After Alice left for work that Friday morning I opened the bathroom door and the steam from her shower hit my face, clammy and scented with her mint shower gel. The mirror was smeared with her fingerprints and her wet footprints made the tiles slippery. It reminded me of Denis Severs’ House, a strange Georgian townhouse in the Ci
ty we’d been to on our work Christmas outing the year before, where the rooms are full of half-eaten food and still-smouldering candles so that it feels ghostly, as though someone has just left. ‘You’ll be fine,’ I said to myself out loud, as Alice wasn’t there to say it for me. ‘You are going to be just fine.’
I left work five minutes late and ran to the station to meet Sam. She had decided not to take the car to Lyme – too exhausting to drive for three-and-a-half hours on a Friday night – and I was glad; I wasn’t massively keen on the idea of getting into Sam’s car again after our trip home from the Shard. I caught a crowded Tube. I was wearing my winter coat, and by the time we got to Waterloo my hair was stuck to my forehead like strands of limp seaweed on a rock.
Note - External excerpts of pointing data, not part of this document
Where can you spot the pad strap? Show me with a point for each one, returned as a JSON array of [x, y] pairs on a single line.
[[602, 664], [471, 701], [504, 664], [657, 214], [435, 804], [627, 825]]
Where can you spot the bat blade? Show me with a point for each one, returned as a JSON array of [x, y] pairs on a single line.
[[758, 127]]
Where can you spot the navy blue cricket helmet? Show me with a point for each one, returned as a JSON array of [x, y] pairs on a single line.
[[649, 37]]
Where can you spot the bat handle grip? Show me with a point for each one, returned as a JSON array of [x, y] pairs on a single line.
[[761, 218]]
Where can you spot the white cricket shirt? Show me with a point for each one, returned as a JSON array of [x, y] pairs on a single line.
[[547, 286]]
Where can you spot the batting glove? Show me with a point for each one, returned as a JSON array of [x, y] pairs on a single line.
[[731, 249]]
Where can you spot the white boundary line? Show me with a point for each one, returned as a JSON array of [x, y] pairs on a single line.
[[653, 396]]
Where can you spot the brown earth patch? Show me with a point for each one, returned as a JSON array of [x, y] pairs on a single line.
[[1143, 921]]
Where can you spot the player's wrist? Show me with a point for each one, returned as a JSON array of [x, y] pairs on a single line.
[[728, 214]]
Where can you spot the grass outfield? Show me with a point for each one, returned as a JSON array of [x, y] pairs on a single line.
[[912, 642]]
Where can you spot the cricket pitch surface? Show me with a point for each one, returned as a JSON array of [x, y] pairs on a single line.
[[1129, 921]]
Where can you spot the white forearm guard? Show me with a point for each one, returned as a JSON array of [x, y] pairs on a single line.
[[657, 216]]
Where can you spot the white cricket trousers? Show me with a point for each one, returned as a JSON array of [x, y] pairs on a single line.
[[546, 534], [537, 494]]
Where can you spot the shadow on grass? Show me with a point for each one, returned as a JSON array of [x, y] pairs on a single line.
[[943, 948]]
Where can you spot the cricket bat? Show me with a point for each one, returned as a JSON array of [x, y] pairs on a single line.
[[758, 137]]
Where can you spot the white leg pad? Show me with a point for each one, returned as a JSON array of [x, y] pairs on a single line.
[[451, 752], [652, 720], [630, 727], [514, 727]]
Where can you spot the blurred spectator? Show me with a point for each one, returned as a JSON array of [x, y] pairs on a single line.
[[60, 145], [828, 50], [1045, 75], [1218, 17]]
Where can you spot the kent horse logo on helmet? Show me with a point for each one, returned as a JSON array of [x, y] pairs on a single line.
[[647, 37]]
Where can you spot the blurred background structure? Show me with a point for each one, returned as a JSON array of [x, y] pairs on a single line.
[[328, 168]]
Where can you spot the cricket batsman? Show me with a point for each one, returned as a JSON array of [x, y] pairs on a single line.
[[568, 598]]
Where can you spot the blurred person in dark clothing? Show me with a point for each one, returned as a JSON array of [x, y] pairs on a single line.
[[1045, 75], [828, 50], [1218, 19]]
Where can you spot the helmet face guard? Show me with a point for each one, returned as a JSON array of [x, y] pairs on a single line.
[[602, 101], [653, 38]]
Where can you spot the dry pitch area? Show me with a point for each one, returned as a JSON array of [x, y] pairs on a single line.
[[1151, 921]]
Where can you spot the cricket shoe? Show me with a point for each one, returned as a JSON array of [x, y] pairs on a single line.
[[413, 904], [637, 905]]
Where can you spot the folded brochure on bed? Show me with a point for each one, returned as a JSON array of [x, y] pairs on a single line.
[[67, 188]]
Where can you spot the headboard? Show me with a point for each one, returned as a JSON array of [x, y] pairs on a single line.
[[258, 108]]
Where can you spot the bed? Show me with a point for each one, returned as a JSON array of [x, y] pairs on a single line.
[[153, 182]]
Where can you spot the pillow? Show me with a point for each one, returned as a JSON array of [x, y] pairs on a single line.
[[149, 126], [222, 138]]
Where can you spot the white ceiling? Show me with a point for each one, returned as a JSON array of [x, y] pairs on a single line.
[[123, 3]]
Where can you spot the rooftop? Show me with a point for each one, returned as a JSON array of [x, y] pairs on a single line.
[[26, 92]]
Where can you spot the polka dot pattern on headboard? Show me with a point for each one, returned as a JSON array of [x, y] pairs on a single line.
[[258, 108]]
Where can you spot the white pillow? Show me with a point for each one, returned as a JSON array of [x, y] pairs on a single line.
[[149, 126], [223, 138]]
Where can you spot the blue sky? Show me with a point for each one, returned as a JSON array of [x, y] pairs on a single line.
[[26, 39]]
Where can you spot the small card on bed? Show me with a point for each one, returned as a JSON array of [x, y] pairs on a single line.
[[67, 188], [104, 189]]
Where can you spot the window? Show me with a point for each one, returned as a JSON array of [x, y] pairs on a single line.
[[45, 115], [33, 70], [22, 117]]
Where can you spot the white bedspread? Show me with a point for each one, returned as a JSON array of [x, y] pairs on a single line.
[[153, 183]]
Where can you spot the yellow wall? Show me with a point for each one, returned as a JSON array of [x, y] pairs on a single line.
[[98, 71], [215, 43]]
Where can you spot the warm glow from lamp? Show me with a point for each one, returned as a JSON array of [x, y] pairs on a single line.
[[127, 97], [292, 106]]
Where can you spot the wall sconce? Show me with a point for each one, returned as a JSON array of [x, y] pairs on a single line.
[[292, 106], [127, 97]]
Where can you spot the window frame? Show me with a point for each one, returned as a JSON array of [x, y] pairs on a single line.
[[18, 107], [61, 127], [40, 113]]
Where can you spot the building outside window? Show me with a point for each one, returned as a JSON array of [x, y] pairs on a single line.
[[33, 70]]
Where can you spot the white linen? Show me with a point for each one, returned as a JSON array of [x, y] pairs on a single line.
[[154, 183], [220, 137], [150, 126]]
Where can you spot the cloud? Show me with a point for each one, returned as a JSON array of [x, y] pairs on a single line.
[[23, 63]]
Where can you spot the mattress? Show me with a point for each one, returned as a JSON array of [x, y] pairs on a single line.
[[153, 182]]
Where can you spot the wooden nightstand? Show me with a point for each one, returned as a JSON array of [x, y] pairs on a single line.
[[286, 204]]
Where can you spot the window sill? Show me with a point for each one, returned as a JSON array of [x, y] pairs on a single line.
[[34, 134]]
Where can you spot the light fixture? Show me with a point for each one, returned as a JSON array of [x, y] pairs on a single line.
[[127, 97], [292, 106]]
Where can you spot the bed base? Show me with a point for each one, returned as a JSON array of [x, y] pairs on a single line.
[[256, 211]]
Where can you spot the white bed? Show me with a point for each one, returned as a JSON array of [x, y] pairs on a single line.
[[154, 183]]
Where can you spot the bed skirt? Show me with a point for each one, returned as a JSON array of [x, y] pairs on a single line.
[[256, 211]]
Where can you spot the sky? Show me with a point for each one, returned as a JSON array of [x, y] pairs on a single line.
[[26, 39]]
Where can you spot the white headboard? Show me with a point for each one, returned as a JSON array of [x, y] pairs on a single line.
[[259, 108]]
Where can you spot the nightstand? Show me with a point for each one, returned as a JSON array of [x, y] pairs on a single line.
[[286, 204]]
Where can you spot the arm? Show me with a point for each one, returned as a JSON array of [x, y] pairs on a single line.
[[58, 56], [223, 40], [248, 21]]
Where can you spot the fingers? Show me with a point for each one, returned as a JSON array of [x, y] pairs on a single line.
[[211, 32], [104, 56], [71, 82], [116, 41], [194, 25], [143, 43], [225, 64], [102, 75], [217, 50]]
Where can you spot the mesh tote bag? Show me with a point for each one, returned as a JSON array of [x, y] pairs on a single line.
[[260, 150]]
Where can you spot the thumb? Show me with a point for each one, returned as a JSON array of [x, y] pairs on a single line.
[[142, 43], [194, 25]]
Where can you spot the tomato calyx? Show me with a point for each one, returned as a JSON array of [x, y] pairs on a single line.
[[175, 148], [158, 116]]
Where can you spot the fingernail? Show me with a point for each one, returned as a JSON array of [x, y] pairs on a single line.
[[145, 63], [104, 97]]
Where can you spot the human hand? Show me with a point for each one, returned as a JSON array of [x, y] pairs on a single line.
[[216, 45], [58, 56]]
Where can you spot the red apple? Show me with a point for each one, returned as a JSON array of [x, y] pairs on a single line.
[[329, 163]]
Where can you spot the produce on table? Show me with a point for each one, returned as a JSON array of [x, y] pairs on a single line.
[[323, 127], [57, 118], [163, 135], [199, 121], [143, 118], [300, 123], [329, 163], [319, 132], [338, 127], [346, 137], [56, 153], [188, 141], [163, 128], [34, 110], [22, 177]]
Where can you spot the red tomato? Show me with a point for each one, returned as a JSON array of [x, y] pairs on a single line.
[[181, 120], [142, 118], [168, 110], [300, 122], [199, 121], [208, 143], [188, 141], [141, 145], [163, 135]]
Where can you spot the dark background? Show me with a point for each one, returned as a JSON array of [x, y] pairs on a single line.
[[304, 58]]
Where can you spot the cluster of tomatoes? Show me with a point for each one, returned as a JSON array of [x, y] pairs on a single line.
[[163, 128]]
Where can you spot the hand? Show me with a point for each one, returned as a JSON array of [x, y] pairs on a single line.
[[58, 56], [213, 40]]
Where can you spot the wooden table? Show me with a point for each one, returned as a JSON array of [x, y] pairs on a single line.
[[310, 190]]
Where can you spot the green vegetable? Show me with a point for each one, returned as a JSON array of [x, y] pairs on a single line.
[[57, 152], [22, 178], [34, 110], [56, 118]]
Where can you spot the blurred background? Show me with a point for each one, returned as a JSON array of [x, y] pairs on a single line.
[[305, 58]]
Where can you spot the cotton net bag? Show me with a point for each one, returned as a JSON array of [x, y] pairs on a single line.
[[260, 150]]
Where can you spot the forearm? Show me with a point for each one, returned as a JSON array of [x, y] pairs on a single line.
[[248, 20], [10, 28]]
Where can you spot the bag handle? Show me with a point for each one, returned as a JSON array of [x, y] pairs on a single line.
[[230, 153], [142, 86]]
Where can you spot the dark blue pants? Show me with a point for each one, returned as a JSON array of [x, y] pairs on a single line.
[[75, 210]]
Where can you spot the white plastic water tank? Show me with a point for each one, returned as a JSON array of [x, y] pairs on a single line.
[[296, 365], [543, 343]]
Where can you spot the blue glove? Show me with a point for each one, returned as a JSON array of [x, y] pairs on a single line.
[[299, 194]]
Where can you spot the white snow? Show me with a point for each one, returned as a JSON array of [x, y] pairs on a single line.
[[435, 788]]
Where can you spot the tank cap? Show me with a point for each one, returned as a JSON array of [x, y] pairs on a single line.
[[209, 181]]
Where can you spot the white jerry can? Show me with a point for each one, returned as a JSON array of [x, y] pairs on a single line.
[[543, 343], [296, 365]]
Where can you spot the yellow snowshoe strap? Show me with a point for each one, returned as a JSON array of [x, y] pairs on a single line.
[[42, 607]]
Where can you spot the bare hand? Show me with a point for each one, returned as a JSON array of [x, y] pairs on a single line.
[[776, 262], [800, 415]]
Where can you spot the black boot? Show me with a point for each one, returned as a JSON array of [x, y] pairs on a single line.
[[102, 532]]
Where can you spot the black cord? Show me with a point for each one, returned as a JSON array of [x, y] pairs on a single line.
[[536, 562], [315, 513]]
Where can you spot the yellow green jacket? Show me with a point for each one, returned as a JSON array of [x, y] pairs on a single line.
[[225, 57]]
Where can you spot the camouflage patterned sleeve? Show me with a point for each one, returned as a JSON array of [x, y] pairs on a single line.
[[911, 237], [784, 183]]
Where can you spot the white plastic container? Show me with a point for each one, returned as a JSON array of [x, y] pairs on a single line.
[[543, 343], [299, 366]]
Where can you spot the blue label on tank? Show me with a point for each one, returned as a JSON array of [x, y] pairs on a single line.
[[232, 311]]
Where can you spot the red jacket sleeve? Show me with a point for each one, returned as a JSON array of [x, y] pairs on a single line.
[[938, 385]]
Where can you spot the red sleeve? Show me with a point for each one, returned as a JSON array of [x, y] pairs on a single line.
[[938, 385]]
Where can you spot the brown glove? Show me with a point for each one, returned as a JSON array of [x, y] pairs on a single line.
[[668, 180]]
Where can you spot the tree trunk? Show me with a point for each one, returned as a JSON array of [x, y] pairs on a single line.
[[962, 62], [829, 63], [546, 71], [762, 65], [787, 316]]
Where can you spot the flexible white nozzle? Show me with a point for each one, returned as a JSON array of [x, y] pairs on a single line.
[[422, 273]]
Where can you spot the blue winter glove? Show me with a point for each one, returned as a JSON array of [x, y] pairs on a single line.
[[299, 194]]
My bag was heavy, so I stood on the escalator, and as we reached the top, a woman bashed into me with a tattered weekend bag. She turned to apologize, and I saw that it was Ella, in a very fetching bottle-green suit.
‘Hey!’ she said.
‘Hey!’ I said back.
But people were walking up the escalator behind her, so she couldn’t stop to talk. She gave me a wave. I looked around for her as I emerged into the mainline station, but she was already lost in the Friday-night crowd.
I’d arranged to meet Sam beneath the announcement boards. I saw her before she saw me and I felt a wave of hope and love as I watched her watching for me, jostled by commuters. I wasn’t late yet, but I could tell she was worried I wouldn’t turn up. I wondered briefly what would happen if I just turned around and left the station.
But then she saw me, and her whole body relaxed. As I walked towards her, she said, ‘I can’t believe how beautiful you are.’
A young woman in a duffel coat turned to see who had said such a lovely thing, and blushed when she noticed me notice her.
‘I look like a slug,’ I said to Sam, shy suddenly. ‘You, though. You look amazing.’ And she did. She was dressed all in black with new leather boots, shiny ones, not yet scuffed.
‘You think so?’
I nodded.
She pulled me to her and held me the way you hold someone when you fear you might be about to lose them, or when you’ve just lost them and you’ve got them back, and I held her that way too, and I began to cry, in a nice way.